Do the same step as DPU-profiling, but it does not have to specify compiler.

awnas-hw genprof examples/hardware/configs/ofa_final.yaml examples/hardware/configs/ofa_lat.yaml --result-dir ./results
Step 2
python scripts/hardware/latency.py config_0.yaml[, config_1.yaml[, ...]] --device {$device_id} --perf_dir {$result_directory}
  • config_i.yaml: awnas config files generated by the previous step. You can pass arbitrary number of files to the script by using shell regex expression, e.g. python latency.py config_{0..20}.yaml, or python latency.py config_dir/*.yaml
  • --device: device id. Using 0~MAX_CUDA_NUM-1 specifies which GPU device will be used to measure performances, and -1 specifies CPU. Passing other device id will raise a ValueError.
  • --perf_dir: result directory. The result in this dir has the exactly same format with the result of step 3 of DPU profiling.
Step 3

Since parsing profiled result of GPU/CPU is done by step 2, we can directly generate latency model as DPU Step 4.

awnas-hw genmodel {$cfg_file} {$hwobj_cfg_file} {$prof_prim_dir} --result_file

Latency models take different input features as input. For example, linear regression model predicts the actual network latency from the latency sum of its blocks. MLP takes a padded list of latency data as input for each prediction. LSTM's input feature contains the configurations for every block. The different input formats are constructed with preprocessors, and each hardware cost model uses a list of preprocessors:

Legal Preprocessor Combinations

  • table: ["block_sum", "remove_anomaly", "flatten"]
  • regression: ["block_sum", "remove_anomaly", "flatten", "extract_sum_features"]
  • mlp: ["block_sum", "remove_anomaly", "flatten", "padding"]
  • lstm: ["block_sum", "remove_anomaly", "flatten", "extrace_lstm_features"]
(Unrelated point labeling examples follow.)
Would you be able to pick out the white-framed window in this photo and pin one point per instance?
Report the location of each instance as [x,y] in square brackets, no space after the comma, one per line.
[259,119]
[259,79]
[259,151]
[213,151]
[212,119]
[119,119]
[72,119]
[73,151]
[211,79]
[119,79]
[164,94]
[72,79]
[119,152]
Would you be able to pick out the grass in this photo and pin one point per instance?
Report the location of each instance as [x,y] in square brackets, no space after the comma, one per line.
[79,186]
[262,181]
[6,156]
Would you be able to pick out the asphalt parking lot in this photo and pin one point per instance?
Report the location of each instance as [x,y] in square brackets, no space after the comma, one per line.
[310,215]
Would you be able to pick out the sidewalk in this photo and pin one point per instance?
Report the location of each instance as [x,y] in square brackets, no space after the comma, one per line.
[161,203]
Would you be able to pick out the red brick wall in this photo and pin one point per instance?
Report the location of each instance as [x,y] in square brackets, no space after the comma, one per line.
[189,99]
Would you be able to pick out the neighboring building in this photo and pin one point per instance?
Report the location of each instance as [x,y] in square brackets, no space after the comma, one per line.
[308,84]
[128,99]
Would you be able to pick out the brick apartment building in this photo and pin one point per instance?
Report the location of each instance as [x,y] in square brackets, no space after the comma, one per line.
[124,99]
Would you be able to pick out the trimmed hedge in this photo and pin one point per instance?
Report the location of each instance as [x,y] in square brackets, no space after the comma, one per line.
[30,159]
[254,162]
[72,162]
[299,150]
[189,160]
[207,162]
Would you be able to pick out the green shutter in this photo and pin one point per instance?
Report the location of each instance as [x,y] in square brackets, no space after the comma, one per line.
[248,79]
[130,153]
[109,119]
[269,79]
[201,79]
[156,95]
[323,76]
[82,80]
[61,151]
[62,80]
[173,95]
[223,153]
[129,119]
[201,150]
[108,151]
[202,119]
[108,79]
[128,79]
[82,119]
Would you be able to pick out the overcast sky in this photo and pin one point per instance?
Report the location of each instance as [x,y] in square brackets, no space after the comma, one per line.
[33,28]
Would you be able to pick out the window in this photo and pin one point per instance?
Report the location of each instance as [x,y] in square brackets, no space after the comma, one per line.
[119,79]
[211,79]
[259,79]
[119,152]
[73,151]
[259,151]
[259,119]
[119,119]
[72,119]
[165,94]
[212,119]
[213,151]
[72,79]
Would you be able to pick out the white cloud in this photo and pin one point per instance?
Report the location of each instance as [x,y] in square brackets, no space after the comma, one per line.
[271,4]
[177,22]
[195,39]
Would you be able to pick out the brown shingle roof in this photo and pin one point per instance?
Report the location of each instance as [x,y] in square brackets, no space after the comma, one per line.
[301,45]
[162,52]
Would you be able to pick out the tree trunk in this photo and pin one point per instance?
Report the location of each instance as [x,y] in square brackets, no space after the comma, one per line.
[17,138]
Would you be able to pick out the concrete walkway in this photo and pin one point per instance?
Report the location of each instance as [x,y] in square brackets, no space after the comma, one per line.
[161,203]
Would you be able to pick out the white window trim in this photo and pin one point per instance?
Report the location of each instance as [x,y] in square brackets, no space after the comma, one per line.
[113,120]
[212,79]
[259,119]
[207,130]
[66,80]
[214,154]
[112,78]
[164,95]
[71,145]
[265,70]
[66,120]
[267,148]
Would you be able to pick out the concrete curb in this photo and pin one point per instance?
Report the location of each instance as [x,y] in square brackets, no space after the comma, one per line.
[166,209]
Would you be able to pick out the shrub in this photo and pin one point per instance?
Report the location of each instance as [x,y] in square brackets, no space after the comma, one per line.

Apply Latency Model During Searching

You can apply the latency model now during the searching process by combining your objective with HardwareObjectve defined in aw_nas/objective/hardware.py. We provide a cascading objective called ContainerObjective to do this, which accepts a series of objectives then assemble their performances, losses, and rewards. You can find more details in aw_nas/objective/container.py, and an example in examples/hardware/configs/hardware_obj.yaml.

For CPU/GPU profiling, we provide some latency tables and latency regression models here. You can reuse them directly during the search process.


Implement the interface for new search spaces

We provide a mixin class MixinProfilingSearchSpace. This interface has two methods that must be implemented:

  • generate_profiling_primitives: profiling cfgs => return the profiling primitive list
  • parse_profiling_primitives: primitive hw-related objective list, profiling/hwobj model cfgs => hwobj model

You might need to implement the hardware-related objective model class for the new search space. You can reuse some codes in aw_nas/hardware/ofa_obj.py.

Implement the interface for new hardware

To implement hardware-specific compilation and parsing process, create a new class inheriting BaseHardwareCompiler, implement the compile and hwobj_net_to_primitive methods. As stated before, you can put your new hardware implementation python file into the AWNAS_HOME/plugins, to make it accessible by aw_nas.